Das Heu aus dem Bregenzer Wald, „damit wird der Martini aromatisiert“, ist bereits bestellt. Ebenfalls im heimatlichen Vorarlberg wurden Aprikosenbäume gesetzt, vielleicht lässt sich dort ja auch Marillenschnaps erzeugen. Das Brennrecht hat er, seit die Berechtigung seines Großvaters zu verfallen drohte. Damals kaufte der junge Hubert sie auf. Parallel wird das Rezept des eigenen Wermuts verfeinert, für den er Kräuter in Grünem Veltliner mazeriert.
Walter White der Bar
Die ruhigere Vormittagszeit nützt Peter für seine Küchen-Aktivitäten, als flüsterte ein innerer Jesse Pinkman „let’s cook“. Zu Dienstbeginn stehen auch nur drei und zwar die einzigen klassischen Drinks auf der Karte des Kussmaul. Für Hangover-geplagte Gäste werden beim Katerfrühstück Bloody Mary, Margarita und Mimosa mit passenden Speisen serviert. Es scheint, als hat Peter, der von der Bar Die Au in den 7. Bezirk gewechselt ist, sein Biotop gefunden. Immerhin „ist es der sechste Laden, den ich mit-eröffne“.

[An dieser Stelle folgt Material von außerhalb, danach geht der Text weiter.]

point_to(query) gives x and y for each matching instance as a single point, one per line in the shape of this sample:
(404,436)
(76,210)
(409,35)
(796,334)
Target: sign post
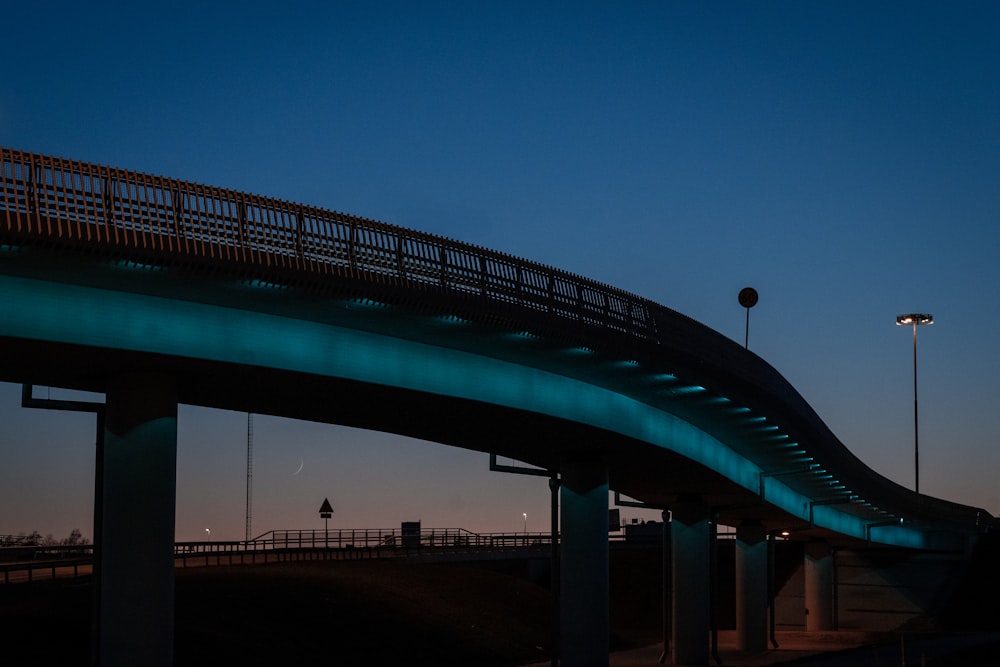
(325,512)
(748,299)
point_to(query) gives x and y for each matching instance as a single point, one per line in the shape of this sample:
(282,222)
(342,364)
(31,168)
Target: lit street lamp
(915,319)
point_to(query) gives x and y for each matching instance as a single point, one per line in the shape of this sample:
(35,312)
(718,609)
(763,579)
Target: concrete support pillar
(136,596)
(690,534)
(751,587)
(585,599)
(818,569)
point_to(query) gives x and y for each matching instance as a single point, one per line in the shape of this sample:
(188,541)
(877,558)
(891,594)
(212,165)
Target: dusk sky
(843,158)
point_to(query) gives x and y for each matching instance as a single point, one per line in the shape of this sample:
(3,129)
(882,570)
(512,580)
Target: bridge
(155,291)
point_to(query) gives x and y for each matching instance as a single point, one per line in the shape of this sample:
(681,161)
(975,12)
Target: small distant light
(914,318)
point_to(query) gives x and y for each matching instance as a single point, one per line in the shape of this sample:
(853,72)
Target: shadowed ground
(388,612)
(360,612)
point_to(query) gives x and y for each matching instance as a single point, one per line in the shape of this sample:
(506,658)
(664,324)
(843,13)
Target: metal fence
(69,203)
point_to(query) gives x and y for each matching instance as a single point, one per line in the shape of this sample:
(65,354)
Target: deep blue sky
(841,157)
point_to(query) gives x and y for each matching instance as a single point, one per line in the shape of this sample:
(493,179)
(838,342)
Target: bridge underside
(347,357)
(636,469)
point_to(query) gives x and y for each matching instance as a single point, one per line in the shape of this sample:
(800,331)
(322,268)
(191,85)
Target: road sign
(326,509)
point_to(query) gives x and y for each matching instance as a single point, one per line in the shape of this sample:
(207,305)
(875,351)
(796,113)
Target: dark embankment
(361,612)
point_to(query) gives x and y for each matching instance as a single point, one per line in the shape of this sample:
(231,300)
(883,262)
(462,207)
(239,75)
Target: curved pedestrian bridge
(156,291)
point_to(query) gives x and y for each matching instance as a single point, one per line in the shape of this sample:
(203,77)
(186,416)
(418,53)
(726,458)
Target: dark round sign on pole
(748,299)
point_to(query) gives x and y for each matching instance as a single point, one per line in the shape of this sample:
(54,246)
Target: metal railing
(26,563)
(150,218)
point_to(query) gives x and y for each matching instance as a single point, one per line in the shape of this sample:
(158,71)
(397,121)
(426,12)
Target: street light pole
(915,319)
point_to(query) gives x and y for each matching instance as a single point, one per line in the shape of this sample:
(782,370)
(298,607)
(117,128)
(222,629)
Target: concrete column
(690,532)
(818,569)
(136,596)
(751,587)
(585,599)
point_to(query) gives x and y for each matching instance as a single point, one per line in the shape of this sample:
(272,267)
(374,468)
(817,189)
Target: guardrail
(65,202)
(26,564)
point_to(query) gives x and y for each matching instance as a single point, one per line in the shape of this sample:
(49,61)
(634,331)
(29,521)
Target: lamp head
(914,319)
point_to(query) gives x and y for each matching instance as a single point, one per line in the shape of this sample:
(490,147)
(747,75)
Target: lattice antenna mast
(249,475)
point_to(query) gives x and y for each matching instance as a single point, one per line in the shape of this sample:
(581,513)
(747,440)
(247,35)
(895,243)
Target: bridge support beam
(819,583)
(751,587)
(690,537)
(136,548)
(584,589)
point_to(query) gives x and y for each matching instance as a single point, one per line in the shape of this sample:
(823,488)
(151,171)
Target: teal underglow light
(718,399)
(367,303)
(121,320)
(520,336)
(452,319)
(690,389)
(136,266)
(256,283)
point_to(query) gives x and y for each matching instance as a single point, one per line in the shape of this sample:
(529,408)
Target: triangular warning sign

Hier allerdings hat er im 30-köpfigen Team Bernatovic eine Brigade erfahrener Köche im Hintergrund. „Wenn ich wissen will, bei welcher Temperatur der Kräuterauszug am besten schmeckt, frage ich sie.“ Das Geschmacksurteil der Küchenmeister bedeutetet schon für manches Experiment das Aus. Abgesehen davon zeigen Peters Cocktails aber eines klar: Die Konzentration auf die eigene Region mag eine Beschränkung sein, eine geschmackliche Einschränkung bedeutet sie keineswegs.